Rainbow Microgreens Buddha Bowl with Creamy Tahini Dressing
Plant-Powered Radiance: Rainbow Bowl with Creamy Tahini Drizzle
Ingredients :
½ cup sweet potato, cubed and roasted
¼ cup cooked chickpeas
¼ avocado, thinly sliced
3–4 cherry tomatoes, on the vine or halved
3–4 slices watermelon radish
¼ cup shredded red cabbage
¼ cup yellow bell pepper, sliced
1–2 leaves green leaf lettuce
2 tbsp radish microgreens
2 tbsp microgreens
Fresh ground pepper, to taste
Creamy Tahini Dressing:
2 tbsp tahini
1 tbsp lemon juice
1 tsp maple syrup
1 clove garlic, minced
1–3 tbsp water (to thin)
Salt, to taste
Whisk together until smooth.
Instructions:
Roast the sweet potatoes: Toss with olive oil, salt, and roast at 400°F (200°C) for 25–30 minutes until tender.
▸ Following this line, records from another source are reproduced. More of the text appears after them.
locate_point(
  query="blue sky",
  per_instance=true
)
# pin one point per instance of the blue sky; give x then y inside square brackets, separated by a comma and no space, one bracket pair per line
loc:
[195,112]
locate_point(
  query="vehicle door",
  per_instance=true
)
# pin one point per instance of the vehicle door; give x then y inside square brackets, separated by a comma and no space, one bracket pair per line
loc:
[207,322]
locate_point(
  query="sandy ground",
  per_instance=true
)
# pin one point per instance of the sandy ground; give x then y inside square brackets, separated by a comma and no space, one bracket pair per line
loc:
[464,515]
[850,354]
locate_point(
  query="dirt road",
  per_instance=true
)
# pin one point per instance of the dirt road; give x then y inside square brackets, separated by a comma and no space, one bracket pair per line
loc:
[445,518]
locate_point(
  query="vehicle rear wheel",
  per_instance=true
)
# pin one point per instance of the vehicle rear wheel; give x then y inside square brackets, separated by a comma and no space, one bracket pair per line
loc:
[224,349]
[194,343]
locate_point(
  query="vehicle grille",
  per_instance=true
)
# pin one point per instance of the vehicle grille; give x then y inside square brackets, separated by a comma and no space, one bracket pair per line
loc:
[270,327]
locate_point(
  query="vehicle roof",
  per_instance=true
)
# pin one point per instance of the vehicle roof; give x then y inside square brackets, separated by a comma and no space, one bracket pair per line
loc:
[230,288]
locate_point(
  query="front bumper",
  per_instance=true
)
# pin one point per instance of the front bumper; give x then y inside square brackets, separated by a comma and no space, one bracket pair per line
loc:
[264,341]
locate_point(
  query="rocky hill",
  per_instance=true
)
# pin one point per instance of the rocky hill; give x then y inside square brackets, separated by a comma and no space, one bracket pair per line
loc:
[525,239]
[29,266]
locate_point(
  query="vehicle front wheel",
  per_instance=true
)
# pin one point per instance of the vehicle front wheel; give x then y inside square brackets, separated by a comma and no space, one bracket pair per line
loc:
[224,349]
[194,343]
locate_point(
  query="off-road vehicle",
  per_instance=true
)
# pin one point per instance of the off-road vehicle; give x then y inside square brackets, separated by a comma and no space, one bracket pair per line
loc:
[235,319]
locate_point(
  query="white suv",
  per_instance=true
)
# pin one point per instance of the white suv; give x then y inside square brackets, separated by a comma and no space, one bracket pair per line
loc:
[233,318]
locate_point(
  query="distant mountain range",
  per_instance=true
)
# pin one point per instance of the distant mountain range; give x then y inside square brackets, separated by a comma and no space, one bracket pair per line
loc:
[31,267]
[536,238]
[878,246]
Assemble the bowl: Start with a base of green leaf lettuce. Arrange each ingredient in its own section: roasted sweet potatoes, chickpeas, tomatoes, watermelon radish, shredded cabbage, bell pepper, and avocado slices.
Add microgreens: Top generously with a mix of radish and purple kohlrabi (or broccoli) microgreens for flavor and color.
Drizzle with dressing: Spoon tahini dressing over the veggies and finish with fresh ground pepper.
Serve immediately, optionally with a wedge of lemon on the side.